Intel is in talks to buy semiconductor manufacturer GlobalFoundries for about $30 billion, Wall Street Journal reported.
Any deal talks don’t appear to include GlobalFoundries directly, as a spokesperson for the company told the Journal it was not in discussions with Intel, according to the report.
A deal could help Intel ramp up production of chips at a time demand is at its peak and the company is looking to start producing chips for car makers that have struggled to keep operations running due to severe shortages.

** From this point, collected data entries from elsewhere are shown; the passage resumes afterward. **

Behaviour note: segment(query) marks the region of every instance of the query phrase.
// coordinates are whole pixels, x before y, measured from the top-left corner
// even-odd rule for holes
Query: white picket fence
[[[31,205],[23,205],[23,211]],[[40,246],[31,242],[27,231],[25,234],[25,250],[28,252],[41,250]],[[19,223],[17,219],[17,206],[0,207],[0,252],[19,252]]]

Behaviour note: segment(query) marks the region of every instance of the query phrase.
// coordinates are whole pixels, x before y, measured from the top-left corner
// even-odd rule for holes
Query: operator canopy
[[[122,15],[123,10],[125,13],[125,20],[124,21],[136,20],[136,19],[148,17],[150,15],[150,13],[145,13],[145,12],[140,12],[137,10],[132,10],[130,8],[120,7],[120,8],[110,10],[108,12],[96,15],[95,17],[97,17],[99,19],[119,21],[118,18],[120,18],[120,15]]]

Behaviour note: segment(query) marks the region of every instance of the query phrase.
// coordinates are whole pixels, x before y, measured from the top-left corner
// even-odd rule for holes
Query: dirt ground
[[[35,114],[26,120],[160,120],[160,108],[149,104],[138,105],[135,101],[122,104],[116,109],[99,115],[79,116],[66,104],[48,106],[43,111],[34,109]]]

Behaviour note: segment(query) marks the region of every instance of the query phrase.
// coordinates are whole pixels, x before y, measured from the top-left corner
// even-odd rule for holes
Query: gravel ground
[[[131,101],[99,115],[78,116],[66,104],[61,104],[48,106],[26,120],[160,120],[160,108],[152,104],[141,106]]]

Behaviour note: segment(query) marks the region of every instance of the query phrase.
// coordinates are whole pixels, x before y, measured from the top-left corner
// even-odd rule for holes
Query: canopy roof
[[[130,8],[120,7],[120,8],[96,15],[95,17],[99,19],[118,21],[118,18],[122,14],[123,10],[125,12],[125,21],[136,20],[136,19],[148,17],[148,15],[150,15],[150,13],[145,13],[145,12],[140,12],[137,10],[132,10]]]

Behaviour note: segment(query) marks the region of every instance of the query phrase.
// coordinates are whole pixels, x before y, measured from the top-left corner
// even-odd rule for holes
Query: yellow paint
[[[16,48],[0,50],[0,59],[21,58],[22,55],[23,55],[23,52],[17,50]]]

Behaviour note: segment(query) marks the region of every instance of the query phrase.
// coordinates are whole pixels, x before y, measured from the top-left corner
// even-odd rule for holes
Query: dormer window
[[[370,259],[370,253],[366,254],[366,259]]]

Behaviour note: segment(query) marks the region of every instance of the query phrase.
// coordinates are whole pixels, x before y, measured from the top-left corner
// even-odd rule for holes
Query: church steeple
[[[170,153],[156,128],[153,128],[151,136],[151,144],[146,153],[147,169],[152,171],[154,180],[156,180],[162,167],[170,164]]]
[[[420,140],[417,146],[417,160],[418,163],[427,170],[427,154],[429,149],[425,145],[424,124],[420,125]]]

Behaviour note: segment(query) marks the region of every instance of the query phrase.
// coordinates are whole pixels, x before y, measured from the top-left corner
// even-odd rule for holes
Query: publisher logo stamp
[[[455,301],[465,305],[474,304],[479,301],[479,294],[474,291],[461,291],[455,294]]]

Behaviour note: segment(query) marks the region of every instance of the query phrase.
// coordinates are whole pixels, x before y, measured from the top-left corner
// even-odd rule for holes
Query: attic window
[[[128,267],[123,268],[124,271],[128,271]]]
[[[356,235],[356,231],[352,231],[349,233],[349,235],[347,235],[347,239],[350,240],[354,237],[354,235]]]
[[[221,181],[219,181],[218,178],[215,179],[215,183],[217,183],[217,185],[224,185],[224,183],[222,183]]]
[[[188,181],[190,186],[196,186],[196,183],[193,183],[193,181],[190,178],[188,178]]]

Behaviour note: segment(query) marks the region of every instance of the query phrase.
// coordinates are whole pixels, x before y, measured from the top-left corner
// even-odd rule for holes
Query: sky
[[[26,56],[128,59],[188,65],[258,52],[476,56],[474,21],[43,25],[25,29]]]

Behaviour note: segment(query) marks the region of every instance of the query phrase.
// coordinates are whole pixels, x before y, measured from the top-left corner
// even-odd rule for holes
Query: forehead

Intel, one of the last companies in the semiconductor industry that both designs and manufactures its own chips, said earlier this year it would expand its advanced chip manufacturing capacity by spending as much as $20 billion to invest in factories in the U.S.
Intel aims to open its factories to outside chip designers, as it competes with Taiwan’s Semiconductor Manufacturing (TSMC) and Korea’s Samsung Electronics.
GlobalFoundries, which is owned by Abu Dhabi sovereign wealth fund Mubadala Investment Co, has a manufacturing footprint across the U.S., Europe and Asia.
Mubadala is looking at a potential listing of GlobalFoundries later in the year, Reuters reported in June.
GlobalFoundries’ customers include Advanced Micro Devices Inc (AMD), its parent company before it was spun off more than a decade earlier, a relationship that could spark antitrust questions about an Intel deal.